Meeting documents

SCC Somerset Health and Wellbeing Board & Integrated Care Partnership
Monday, 21st March, 2022 11.00 am

  • Meeting of Somerset Health and Wellbeing Board & Integrated Care Partnership, Monday 21st March 2022 11.00 am (Item 23.)

To receive and consider the report.


Paul von der Heyde, Somerset ICS Chair and Chair Designate for NHS Somerset ICB, introduced the topic, noting that the Health and Care Act continues to progress through Parliament, with 1st July 2022 now being the date for institution of the new ICB, which is the successor organisation to the Somerset CCG.  He and the ICB Chief Executive Designate, Jonathan Higman (who could not be present for this meeting due to illness), have sent letters to four potential non-executives for the ICB and are also in the process of appointing the non-statutory executives.  The ICP planning is less advanced but is progressing.

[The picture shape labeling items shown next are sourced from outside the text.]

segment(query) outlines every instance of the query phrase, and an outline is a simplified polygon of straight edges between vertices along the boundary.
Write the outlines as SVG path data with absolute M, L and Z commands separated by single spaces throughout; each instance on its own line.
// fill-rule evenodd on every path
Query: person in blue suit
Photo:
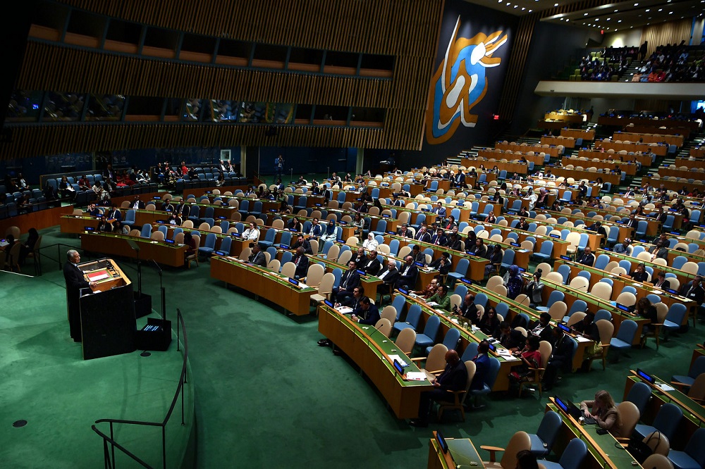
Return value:
M 372 304 L 368 296 L 363 296 L 360 300 L 360 314 L 364 316 L 353 314 L 350 319 L 356 321 L 358 324 L 367 324 L 367 325 L 374 325 L 379 320 L 379 310 L 376 306 Z
M 477 345 L 477 355 L 472 358 L 472 361 L 475 363 L 475 375 L 472 377 L 472 382 L 470 383 L 471 389 L 482 389 L 484 386 L 485 377 L 489 370 L 489 356 L 487 355 L 489 351 L 489 342 L 486 340 L 483 340 Z

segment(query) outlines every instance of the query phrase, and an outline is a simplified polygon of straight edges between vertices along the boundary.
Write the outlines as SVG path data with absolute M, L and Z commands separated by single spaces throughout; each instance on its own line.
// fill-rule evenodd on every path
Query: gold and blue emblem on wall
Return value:
M 458 17 L 446 54 L 431 80 L 426 111 L 426 139 L 435 145 L 448 141 L 458 126 L 472 127 L 477 115 L 471 113 L 487 93 L 486 69 L 501 63 L 492 54 L 507 42 L 502 31 L 479 32 L 471 39 L 458 37 Z

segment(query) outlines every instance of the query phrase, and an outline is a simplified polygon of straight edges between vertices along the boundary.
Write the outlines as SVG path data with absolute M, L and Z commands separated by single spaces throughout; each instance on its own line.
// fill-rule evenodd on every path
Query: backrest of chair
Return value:
M 344 253 L 340 255 L 338 258 L 338 263 L 346 265 L 350 261 L 350 258 L 352 257 L 352 251 L 345 251 Z
M 563 282 L 563 276 L 561 275 L 560 273 L 555 270 L 553 272 L 549 272 L 546 275 L 544 278 L 547 280 L 551 280 L 558 284 L 562 284 Z
M 612 334 L 615 330 L 614 325 L 606 319 L 601 319 L 595 324 L 597 325 L 597 330 L 600 332 L 600 342 L 603 345 L 609 344 Z M 629 434 L 631 434 L 631 432 Z
M 606 282 L 598 282 L 592 286 L 590 292 L 595 296 L 609 300 L 612 296 L 612 285 Z
M 658 409 L 652 425 L 666 437 L 673 440 L 675 437 L 675 430 L 680 425 L 682 418 L 683 411 L 680 407 L 668 402 Z
M 622 321 L 622 323 L 619 325 L 619 330 L 617 331 L 617 338 L 627 344 L 631 344 L 632 341 L 634 340 L 634 336 L 637 333 L 638 327 L 637 324 L 631 319 Z
M 553 270 L 552 268 L 551 267 L 551 264 L 546 262 L 540 263 L 538 265 L 536 266 L 536 269 L 537 270 L 539 269 L 541 269 L 541 274 L 544 275 L 546 275 Z
M 685 316 L 687 308 L 685 305 L 682 303 L 674 303 L 670 305 L 670 308 L 668 308 L 668 313 L 666 314 L 666 318 L 670 321 L 675 323 L 676 324 L 681 324 L 683 321 L 683 318 Z M 699 358 L 699 357 L 698 358 Z
M 309 287 L 318 287 L 325 273 L 326 269 L 321 264 L 310 264 L 306 273 L 306 284 Z
M 307 284 L 308 283 L 308 279 L 306 279 Z M 318 292 L 321 295 L 327 295 L 329 293 L 333 292 L 333 284 L 336 281 L 336 276 L 333 275 L 332 272 L 326 272 L 323 275 L 323 278 L 321 279 L 321 282 L 318 284 Z M 391 327 L 391 326 L 390 326 Z
M 646 404 L 649 402 L 649 399 L 651 396 L 651 388 L 645 383 L 637 382 L 632 386 L 632 389 L 629 390 L 627 399 L 625 401 L 629 401 L 636 406 L 637 410 L 639 411 L 639 415 L 641 415 L 644 413 L 644 409 L 646 408 Z
M 546 450 L 550 451 L 551 446 L 553 446 L 562 423 L 560 415 L 553 411 L 548 411 L 544 414 L 536 434 L 546 444 Z
M 551 319 L 560 321 L 563 320 L 567 311 L 568 306 L 566 306 L 565 303 L 563 301 L 556 301 L 548 308 L 548 314 L 551 315 Z
M 517 432 L 507 444 L 500 465 L 503 469 L 514 469 L 517 467 L 517 453 L 525 449 L 531 449 L 531 437 L 526 432 Z
M 502 278 L 501 275 L 493 275 L 487 280 L 487 284 L 485 285 L 485 288 L 488 290 L 491 290 L 495 285 L 503 285 L 504 279 Z
M 586 315 L 587 315 L 585 313 L 582 312 L 573 313 L 572 314 L 570 315 L 570 318 L 568 319 L 568 326 L 572 326 L 575 324 L 577 324 L 578 323 L 582 321 L 585 318 Z
M 634 432 L 634 427 L 637 426 L 637 423 L 639 422 L 639 409 L 634 403 L 625 401 L 617 406 L 617 411 L 619 413 L 620 422 L 622 424 L 620 434 L 631 435 Z
M 392 331 L 392 323 L 388 319 L 381 318 L 374 325 L 374 328 L 388 337 L 389 333 Z
M 673 469 L 673 463 L 663 454 L 654 453 L 642 463 L 642 467 L 649 469 Z
M 406 322 L 408 323 L 415 330 L 419 325 L 419 320 L 421 319 L 421 306 L 417 304 L 412 304 L 409 308 L 406 314 Z
M 587 445 L 580 438 L 573 438 L 560 455 L 558 465 L 563 469 L 578 469 L 587 456 Z
M 428 320 L 426 321 L 426 325 L 424 327 L 424 334 L 433 340 L 436 341 L 436 335 L 438 334 L 439 327 L 441 326 L 441 318 L 438 316 L 431 316 L 429 318 Z
M 696 274 L 698 273 L 698 265 L 694 262 L 686 262 L 680 268 L 680 270 L 688 273 Z
M 293 278 L 296 273 L 296 264 L 293 262 L 287 262 L 281 268 L 281 275 L 285 277 Z
M 450 330 L 458 330 L 457 329 L 451 329 Z M 465 371 L 467 372 L 467 382 L 465 383 L 465 392 L 470 389 L 470 384 L 472 384 L 472 378 L 475 377 L 475 372 L 477 371 L 477 368 L 475 366 L 475 362 L 472 360 L 466 360 L 465 363 Z M 462 397 L 464 401 L 465 399 L 465 396 Z
M 399 335 L 397 336 L 394 344 L 401 351 L 407 355 L 411 353 L 416 343 L 416 331 L 411 327 L 403 329 Z
M 331 275 L 332 275 L 333 274 Z M 382 310 L 382 312 L 380 313 L 379 317 L 386 318 L 386 319 L 388 319 L 390 321 L 393 323 L 394 321 L 396 320 L 397 318 L 396 309 L 394 308 L 394 306 L 393 306 L 391 304 L 387 305 L 386 306 L 384 307 L 384 309 Z
M 272 259 L 269 261 L 269 263 L 266 265 L 266 268 L 273 272 L 278 272 L 281 268 L 281 264 L 279 263 L 278 259 Z
M 587 292 L 587 289 L 590 286 L 590 281 L 584 277 L 574 277 L 573 279 L 570 280 L 570 286 L 572 288 L 581 292 Z
M 625 306 L 633 306 L 637 304 L 637 296 L 630 292 L 623 292 L 617 297 L 617 303 Z
M 551 345 L 551 342 L 546 340 L 539 342 L 539 353 L 541 354 L 541 368 L 546 368 L 546 364 L 548 363 L 548 357 L 551 356 L 553 351 L 553 347 Z
M 433 316 L 438 318 L 438 316 Z M 448 347 L 443 344 L 436 344 L 429 353 L 428 358 L 426 358 L 426 364 L 424 368 L 429 371 L 437 371 L 446 368 L 446 354 L 448 352 Z
M 705 373 L 698 375 L 688 391 L 688 397 L 702 401 L 705 399 Z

James Rimmer, Chief Executive of CCG and System Lead, then made the presentation; he works with Jonathan Higman on the ICB, and this presentation is the evolution of their work.  There are four key aims of the ICS:  To improve outcomes in the population’s health and healthcare; to tackle inequalities in outcomes, experience and access; to enhance productivity and value for money; and to help the NHS support broader social and economic development.  As for the Somerset community, the population is 580,000 with 13 Primary Care Networks, 2 Foundation Trusts, and the CCG; the expenditure for 2020/21 was £993.5 million, with 48% of that going to secondary care commissioning and hospital services.  He noted that Improving Lives is the strategy for Somerset county with respect to delivering improvements for the population, while Fit for my Future is the strategy by which the Somerset ICS will effect the vision of people living healthy independent lives supported by thriving communities with easy access to high-quality public services.  The Improving Lives strategy is at the heart of the ICS/ICB, with key partners centred around it; while Fit for my Future aims to improve the health and wellbeing of the population, provide the best care and support to people, strengthen care and support in local communities, reduce inequalities, and respond well to complex needs.  The principles of system working were touched on, as well as the structure of the ICS, which has the ICS and HWBB sitting above the ICB, the Local Authority, and the ICS "engine room", which is described as a way of working where partners come together to work as a single system.  Initially, the engine room is made up of teams from all partner organisations, although as it develops, it could be consolidated to be hosted within a single partner organisation.  Other aspects of the ICS and ICB include professional and clinical leadership, which is being developed currently, and the recruitment of a Chief Medical Director and Chief Nursing Director.  The Year One priorities include continuing to lead the pandemic response and recovery, creating the ICS engine room starting with the population health hub, establishing the ICP and its health and care strategies, developing and implementing a systemwide strategy for primary care, developing the five-year financial and workforce strategies, and developing the Board, organisation, and system as a whole. 

The Board then discussed the presentation; Trudi Grant, Director of Public Health, provided further information on the population and health work, noting that this Wednesday, proposals for the five-year programme will be taken to the ICS Board.  It will focus on transforming local health and care services to become more prevention driven rather than demand driven, with the national guidance and policy supporting this.  If the programme is approved, she would like to bring it back to the HWBB Board in the future.

Cllr Nicholson, Vice Chair, said that the presentation had been very helpful; she asked if the appropriate focus on various groups such as children, SEND, etc. will be reflected in the future programme.  It was responded that there are currently six delivery boards that were established two years ago and that focus on primary care, urgent care, mental health, etc., and these will transition into the ICB.  The details are being worked out as to where and how these delivery boards will sit across all partners, who are also transitioning over to the ICB.  It was also reassured that specific issues will not be lost in the transition.


The Advisory Somerset Health and Wellbeing Board expressed its support for the proposed, ways of working, and governance arrangements for the Somerset ICS and ICB.